Abstract

Abstract: Healthcare-associated infections are serious adverse events that occur during a hospital admission. Quantifying the impact of these infections on inpatient length of stay and cost has important policy implications due to the Hospital-Acquired Conditions Reduction Program in the United States. However, most studies on this topic are flawed because they do not account for when a healthcare-associated infection occurred during a hospital admission. Such an approach leads to selection bias because patients with longer hospital stays are more likely to experience an infection due to their increased exposure time. Time of infection is often not incorporated into the estimation strategy because this information is unknown, yet there are no methods that account for the selection bias in this scenario. To address this problem, we propose a sensitivity analysis for matched pairs designs for assessing the effect of healthcare-associated infections on length of stay and cost when time of infection is unknown.
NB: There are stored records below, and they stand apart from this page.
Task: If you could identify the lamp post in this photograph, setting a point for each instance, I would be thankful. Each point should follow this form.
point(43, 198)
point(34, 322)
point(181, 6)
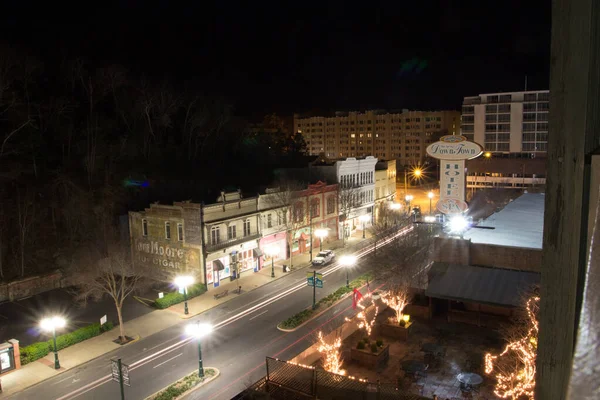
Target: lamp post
point(364, 219)
point(321, 234)
point(395, 207)
point(272, 251)
point(430, 195)
point(408, 199)
point(199, 330)
point(347, 262)
point(183, 281)
point(51, 324)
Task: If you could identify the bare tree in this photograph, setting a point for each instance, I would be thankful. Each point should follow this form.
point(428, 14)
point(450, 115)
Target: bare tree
point(284, 201)
point(111, 273)
point(348, 199)
point(25, 218)
point(515, 367)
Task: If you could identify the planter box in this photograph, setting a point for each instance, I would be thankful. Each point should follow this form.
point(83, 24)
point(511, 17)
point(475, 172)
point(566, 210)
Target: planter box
point(396, 331)
point(417, 311)
point(369, 359)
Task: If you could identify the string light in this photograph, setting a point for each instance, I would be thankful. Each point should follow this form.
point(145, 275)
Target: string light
point(515, 366)
point(365, 323)
point(332, 358)
point(396, 301)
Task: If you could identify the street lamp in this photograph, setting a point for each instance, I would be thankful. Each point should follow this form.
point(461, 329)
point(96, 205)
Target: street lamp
point(364, 219)
point(430, 195)
point(51, 324)
point(198, 331)
point(348, 261)
point(395, 207)
point(272, 251)
point(408, 199)
point(183, 281)
point(321, 234)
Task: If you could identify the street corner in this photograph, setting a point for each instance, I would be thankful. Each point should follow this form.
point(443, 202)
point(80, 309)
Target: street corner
point(50, 364)
point(186, 385)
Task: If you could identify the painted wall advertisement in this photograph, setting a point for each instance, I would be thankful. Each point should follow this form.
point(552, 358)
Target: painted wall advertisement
point(453, 151)
point(166, 257)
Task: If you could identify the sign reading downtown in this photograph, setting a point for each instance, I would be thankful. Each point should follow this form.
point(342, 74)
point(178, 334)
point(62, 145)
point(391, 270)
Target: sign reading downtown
point(454, 147)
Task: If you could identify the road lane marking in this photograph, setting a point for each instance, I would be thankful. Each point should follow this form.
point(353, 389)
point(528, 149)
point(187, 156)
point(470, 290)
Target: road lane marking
point(62, 380)
point(164, 362)
point(335, 267)
point(258, 315)
point(281, 351)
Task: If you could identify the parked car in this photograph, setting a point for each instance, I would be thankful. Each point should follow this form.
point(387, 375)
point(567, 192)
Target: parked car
point(324, 257)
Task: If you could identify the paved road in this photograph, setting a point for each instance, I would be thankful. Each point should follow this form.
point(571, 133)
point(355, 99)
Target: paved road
point(20, 319)
point(245, 332)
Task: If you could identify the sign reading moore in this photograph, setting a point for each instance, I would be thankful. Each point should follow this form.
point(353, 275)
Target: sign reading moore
point(454, 147)
point(163, 255)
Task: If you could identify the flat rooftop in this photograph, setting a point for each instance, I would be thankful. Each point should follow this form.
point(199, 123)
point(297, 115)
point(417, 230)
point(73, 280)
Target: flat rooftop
point(519, 224)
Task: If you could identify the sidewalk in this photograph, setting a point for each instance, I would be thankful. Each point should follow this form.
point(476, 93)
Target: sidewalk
point(152, 323)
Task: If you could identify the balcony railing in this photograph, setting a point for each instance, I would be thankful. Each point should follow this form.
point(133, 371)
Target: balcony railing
point(231, 242)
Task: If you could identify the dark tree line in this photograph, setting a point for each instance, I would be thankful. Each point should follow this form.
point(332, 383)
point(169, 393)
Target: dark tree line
point(82, 144)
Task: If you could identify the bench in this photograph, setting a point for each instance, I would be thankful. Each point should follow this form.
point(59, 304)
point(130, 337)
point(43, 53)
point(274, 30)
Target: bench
point(217, 296)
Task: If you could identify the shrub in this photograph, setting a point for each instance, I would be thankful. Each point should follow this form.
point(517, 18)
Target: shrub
point(303, 316)
point(182, 385)
point(175, 297)
point(38, 350)
point(34, 352)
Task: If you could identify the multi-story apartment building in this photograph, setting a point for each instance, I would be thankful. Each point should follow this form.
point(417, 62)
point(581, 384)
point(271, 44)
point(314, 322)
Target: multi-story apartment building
point(513, 130)
point(385, 185)
point(356, 179)
point(503, 123)
point(402, 136)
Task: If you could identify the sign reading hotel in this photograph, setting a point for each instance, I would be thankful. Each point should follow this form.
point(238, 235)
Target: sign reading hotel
point(453, 151)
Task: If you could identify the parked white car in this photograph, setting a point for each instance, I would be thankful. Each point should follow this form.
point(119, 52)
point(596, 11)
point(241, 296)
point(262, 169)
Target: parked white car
point(324, 257)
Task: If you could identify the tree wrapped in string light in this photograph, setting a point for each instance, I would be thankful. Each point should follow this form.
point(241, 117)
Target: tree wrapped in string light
point(515, 365)
point(397, 300)
point(332, 358)
point(365, 322)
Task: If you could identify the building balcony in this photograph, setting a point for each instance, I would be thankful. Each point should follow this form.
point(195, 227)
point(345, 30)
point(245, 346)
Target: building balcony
point(231, 242)
point(503, 182)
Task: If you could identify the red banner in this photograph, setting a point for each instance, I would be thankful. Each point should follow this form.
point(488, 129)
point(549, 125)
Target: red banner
point(356, 296)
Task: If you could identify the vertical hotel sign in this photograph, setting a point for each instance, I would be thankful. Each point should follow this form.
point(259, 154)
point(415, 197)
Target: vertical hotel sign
point(453, 151)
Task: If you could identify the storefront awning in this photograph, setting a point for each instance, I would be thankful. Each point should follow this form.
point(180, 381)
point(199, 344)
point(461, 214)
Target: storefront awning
point(218, 265)
point(484, 285)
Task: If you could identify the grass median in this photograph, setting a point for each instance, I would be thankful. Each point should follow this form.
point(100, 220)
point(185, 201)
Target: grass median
point(183, 385)
point(298, 319)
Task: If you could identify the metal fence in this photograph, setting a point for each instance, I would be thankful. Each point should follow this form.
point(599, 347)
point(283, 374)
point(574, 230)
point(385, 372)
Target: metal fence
point(285, 380)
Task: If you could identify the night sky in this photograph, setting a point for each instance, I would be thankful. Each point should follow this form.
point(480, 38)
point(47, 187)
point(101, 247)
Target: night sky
point(305, 56)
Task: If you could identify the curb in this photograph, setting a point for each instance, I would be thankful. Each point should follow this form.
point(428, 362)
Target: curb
point(63, 370)
point(191, 315)
point(317, 315)
point(187, 392)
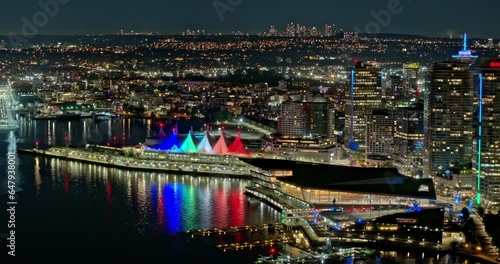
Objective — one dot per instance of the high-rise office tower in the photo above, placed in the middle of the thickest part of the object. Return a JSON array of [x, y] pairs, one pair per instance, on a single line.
[[380, 135], [363, 97], [409, 140], [292, 120], [450, 122], [410, 76], [314, 118], [486, 149], [465, 55], [328, 30]]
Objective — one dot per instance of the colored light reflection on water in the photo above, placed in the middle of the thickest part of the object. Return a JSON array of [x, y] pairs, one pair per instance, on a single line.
[[166, 203]]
The approach models the probability of infection, or the assignment mechanism, as proportional to a power function of the uninfected length of stay, where the sensitivity parameter is the value of the power. The general idea is to incorporate the degree of exposure into the probability of an infection occurring. Under this size-biased assignment mechanism, we develop hypothesis tests under a sharp null hypothesis of constant multiplicative effects. The approach is demonstrated on a pediatric cohort of inpatient encounters and compared to benchmark estimates that properly account for time of infection. The results reaffirm the severe degree of bias when not accounting for time of infection and also show that the proposed sensitivity analysis captures the benchmark estimates for plausible and theoretically justified values of the sensitivity parameter.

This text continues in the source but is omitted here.